McKay and Charles Randolph adapted the screenplay from the Michael Lewis’ book that chronicles the real life series of events that lead to a respective group of money managers (Steve Carell and his motley crew), investors (Christian Bale and Brad Pitt), and Wall Street types (Ryan Gosling) who looked to bet against the wildly profitable sub-prime mortgage industry. Seems like a tough sell, right? A movie that revolves around a bunch of rich white guys in their offices outsmarting all the other rich white guys sounds hardly interesting, or original (see: Gordon Gecko). That’s where the combination of McKay’s comedic prowess and ingénue along with the A-list arsenal of acting immersion lift The Big Short into unparalleled satirical standing.

The Big Short is grimly funny – opening with an uncanny (and later on, intermittent) fourth-wall break a la Wolf Of Wall Street from Ryan Gosling, whoops, in the movie he’s Jared Vennett, a hotshot Deutsche banker. Vennett takes the viewer through a brief montage on the history of the real estate, mortgage, and various other large-scale financial industries in a fun and expository manner.
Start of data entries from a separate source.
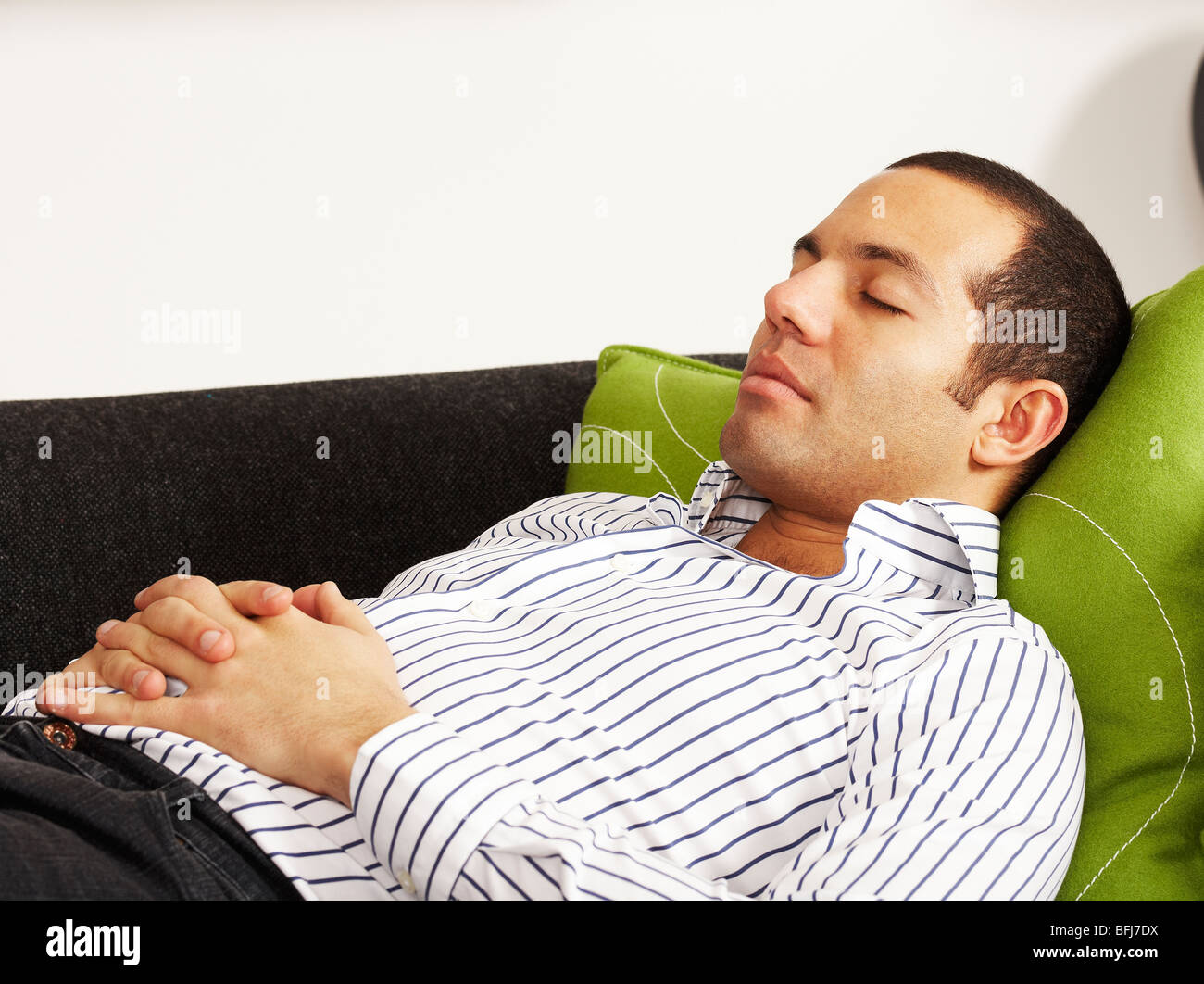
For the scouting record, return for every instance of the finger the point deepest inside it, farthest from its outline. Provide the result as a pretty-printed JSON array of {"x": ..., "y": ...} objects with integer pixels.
[
  {"x": 153, "y": 642},
  {"x": 336, "y": 610},
  {"x": 89, "y": 707},
  {"x": 207, "y": 599},
  {"x": 176, "y": 619},
  {"x": 257, "y": 598},
  {"x": 304, "y": 599},
  {"x": 97, "y": 667}
]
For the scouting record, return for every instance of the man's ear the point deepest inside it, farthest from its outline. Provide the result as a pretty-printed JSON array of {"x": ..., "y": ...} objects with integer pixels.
[{"x": 1019, "y": 420}]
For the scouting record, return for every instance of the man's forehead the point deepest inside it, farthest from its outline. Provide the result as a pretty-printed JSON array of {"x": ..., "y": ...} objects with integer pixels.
[{"x": 950, "y": 225}]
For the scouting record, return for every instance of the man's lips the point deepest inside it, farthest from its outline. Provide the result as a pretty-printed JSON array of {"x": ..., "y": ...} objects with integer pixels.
[{"x": 769, "y": 376}]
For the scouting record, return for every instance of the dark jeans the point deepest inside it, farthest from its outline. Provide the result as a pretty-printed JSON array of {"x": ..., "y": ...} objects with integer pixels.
[{"x": 83, "y": 816}]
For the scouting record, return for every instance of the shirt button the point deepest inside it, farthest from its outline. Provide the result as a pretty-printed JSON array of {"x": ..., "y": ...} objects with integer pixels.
[{"x": 60, "y": 734}]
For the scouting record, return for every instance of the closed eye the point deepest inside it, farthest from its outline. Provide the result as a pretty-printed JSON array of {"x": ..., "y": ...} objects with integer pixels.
[{"x": 883, "y": 305}]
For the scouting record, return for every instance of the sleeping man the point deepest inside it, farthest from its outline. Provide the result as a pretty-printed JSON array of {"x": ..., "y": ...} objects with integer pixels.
[{"x": 798, "y": 684}]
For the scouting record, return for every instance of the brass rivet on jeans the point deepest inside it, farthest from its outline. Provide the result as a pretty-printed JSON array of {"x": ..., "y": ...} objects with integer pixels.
[{"x": 56, "y": 732}]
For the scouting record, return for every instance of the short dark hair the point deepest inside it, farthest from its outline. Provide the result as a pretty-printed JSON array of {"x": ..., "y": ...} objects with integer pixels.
[{"x": 1058, "y": 266}]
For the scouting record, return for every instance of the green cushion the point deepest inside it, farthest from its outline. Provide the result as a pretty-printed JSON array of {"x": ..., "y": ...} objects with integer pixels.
[
  {"x": 1111, "y": 543},
  {"x": 682, "y": 402},
  {"x": 1106, "y": 551}
]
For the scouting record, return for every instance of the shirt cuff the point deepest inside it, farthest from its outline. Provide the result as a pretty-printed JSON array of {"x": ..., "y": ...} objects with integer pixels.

Despite the light and playful nature of Vennett’s historical run down, the overall sardonic tone is established, allowing the film to become much darker and fuel itself with clever wit and rage.
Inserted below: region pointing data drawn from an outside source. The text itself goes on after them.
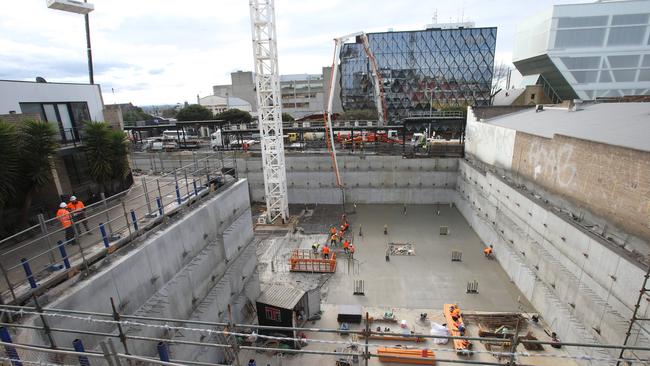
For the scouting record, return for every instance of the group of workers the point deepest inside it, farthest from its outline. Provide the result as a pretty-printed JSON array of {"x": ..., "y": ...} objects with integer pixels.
[
  {"x": 337, "y": 236},
  {"x": 72, "y": 213}
]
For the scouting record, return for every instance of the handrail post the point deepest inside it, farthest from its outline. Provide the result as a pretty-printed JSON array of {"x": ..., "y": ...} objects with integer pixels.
[
  {"x": 6, "y": 276},
  {"x": 108, "y": 218},
  {"x": 41, "y": 222},
  {"x": 116, "y": 317},
  {"x": 146, "y": 195}
]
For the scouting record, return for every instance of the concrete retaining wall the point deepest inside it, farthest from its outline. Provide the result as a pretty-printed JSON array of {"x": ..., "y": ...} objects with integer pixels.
[
  {"x": 173, "y": 272},
  {"x": 578, "y": 282},
  {"x": 368, "y": 179}
]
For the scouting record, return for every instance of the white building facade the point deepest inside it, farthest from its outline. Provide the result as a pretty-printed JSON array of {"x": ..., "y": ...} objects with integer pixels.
[
  {"x": 587, "y": 51},
  {"x": 66, "y": 105}
]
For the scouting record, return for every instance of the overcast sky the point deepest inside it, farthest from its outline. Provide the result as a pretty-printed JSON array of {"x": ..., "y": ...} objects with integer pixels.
[{"x": 164, "y": 51}]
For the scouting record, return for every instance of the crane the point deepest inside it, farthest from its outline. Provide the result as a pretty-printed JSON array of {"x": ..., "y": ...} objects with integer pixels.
[
  {"x": 269, "y": 108},
  {"x": 380, "y": 100}
]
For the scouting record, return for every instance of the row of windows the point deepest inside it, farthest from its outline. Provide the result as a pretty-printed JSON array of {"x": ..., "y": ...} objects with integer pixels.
[
  {"x": 602, "y": 21},
  {"x": 595, "y": 37}
]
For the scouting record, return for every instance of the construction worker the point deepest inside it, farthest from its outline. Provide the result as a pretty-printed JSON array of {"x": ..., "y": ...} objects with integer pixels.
[
  {"x": 334, "y": 239},
  {"x": 63, "y": 215},
  {"x": 326, "y": 252},
  {"x": 455, "y": 312},
  {"x": 488, "y": 251},
  {"x": 76, "y": 207}
]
The players introduced in Vennett’s expository homily are as follows: all around acting chameleon Christian Bale as the glass-eyed, hermitic M.D. turned San Jose investing consultant with a penchant for drumming, Michael Burry, Steve Carell as the New York corporation-condemning neurotic misanthrope Michael Baum and his troupe of equally maladjusted money managers (one of the films truly unexpected highlights) portrayed by Hamish Linklater, Rafe Spall, and Jeremy Strong. Brad Pitt not only stars as Ben Rickert, a despondent Wall Street banker turned political activist/guiding light to a couple young gunners from Denver (Finn Wittrock and John Magaro), but also lends a hand as a producer on the film. Finally, the film’s pseudo narrator, docent, fit fanatic, Jordan Belfort-lite, antagonistic protagonist, resident “burn” distributor, Jared Vennett, played by Ryan Gosling in a jerry curl.

Due to the magnificent People magazine fodder the exceptional cast actually is, the film takes a couple beats to fully commit to the characters within the story. That being said, Bale disappears into Burry’s anti-social, atypical nature seamlessly almost instantaneously, with Carell’s well-intentioned, yet cynical portrayal of Michael Baum not far behind.
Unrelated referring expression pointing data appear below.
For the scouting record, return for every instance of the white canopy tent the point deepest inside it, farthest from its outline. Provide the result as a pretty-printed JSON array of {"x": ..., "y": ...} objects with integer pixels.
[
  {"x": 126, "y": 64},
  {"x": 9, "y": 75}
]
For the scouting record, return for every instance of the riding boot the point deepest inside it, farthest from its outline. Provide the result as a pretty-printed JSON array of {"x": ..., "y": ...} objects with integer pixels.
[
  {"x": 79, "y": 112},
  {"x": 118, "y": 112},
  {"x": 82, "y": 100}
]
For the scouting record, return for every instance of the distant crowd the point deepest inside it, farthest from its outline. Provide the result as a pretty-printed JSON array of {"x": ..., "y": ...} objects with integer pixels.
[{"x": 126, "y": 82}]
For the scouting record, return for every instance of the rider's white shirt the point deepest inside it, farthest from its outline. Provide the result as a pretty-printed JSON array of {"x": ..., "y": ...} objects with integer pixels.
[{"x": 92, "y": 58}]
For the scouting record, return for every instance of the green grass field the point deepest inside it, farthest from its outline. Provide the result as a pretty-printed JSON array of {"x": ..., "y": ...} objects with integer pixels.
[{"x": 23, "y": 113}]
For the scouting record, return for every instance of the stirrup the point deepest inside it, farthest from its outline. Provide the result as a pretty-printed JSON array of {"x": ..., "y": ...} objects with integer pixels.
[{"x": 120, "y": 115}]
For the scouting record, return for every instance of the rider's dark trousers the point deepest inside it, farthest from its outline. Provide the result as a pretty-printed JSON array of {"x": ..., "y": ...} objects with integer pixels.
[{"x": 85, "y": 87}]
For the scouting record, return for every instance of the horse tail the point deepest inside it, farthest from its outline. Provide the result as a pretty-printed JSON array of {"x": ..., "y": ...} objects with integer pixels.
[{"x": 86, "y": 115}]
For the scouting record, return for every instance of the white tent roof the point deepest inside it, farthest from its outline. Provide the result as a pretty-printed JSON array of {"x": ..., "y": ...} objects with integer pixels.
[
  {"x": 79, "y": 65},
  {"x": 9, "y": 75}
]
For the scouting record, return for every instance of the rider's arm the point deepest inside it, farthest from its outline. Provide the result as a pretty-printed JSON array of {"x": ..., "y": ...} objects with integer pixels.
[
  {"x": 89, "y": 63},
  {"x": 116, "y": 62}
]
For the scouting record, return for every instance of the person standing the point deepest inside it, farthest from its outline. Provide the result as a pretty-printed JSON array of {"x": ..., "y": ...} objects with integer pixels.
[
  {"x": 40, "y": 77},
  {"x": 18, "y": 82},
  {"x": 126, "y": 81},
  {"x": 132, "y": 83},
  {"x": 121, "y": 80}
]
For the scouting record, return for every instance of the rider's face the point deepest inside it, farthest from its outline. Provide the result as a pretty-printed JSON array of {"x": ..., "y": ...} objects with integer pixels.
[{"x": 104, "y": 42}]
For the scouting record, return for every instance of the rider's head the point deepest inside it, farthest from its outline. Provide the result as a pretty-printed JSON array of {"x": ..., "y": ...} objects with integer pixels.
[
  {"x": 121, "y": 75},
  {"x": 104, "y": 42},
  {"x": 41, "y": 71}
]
Rather than give a full recount of the film’s synopsis, the reader may be better served with focuses on the unique and clever aspects of the film instead. The film operates in multiple parts - documentary, farce, drama, satire, etc. – with each aspect being highlighted in various capacities. Gosling’s Vennett serves as a wonderful narrator for the more historical, expository asides, while Carell and Bale offer more dramatic performances within the film. Pitt’s role in the film is mostly ancillary, but provides a lens that inevitably makes the viewer question the protagonists’ moral standing as a whole.

The A-list cast certainly carries the film, but perhaps the most notable aspect of the film as a whole is the manner of which complex real estate and mortgage terms are explained in layman’s terms by the likes of Margot Robbie, Anthony Bourdain, Richard Thaler, and Selena Gomez.  When key terms and complex mortgage phrases are introduced, Gosling inevitably throws a quick cut to a cameo. Each cameo is essentially an informational vignette that gives both a humorous and informative explanation of the term. Again, instead of reproducing each individual informative vignette, just know that one involves Margot Robbie in a bathtub (eerily similar to Wolf of Wall Street), Anthony Bourdain in a kitchen, and arguably the best of the three, economist Richard Thaler and pop star Selena Gomez explaining synthetic CDO’s (Collateralized Debt Obligations) and the “Hot Hand Fallacy” over a game of blackjack.

The Big Short is the smartest movie in 2015. It’s sharp, divisive, engaging, and humorous, without sacrificing any ounce of information in the name of Hollywood dramatics. It is a movie that focuses on subprime loans, something so complex, even the banks that doled them out failed to fully grasp exactly what they entailed. McKay manages to take a bewildering piece in history and craft it into a digestible package that does not sacrifice any wit or edge so audiences can understand more clearly. The Big Short observes and utilizes the events (24-hour celebrity news cycle) that obfuscated the eventual recession, and in turn illuminates the situation so viewers can make their own decisions on what went wrong, and who (if anyone) is to blame.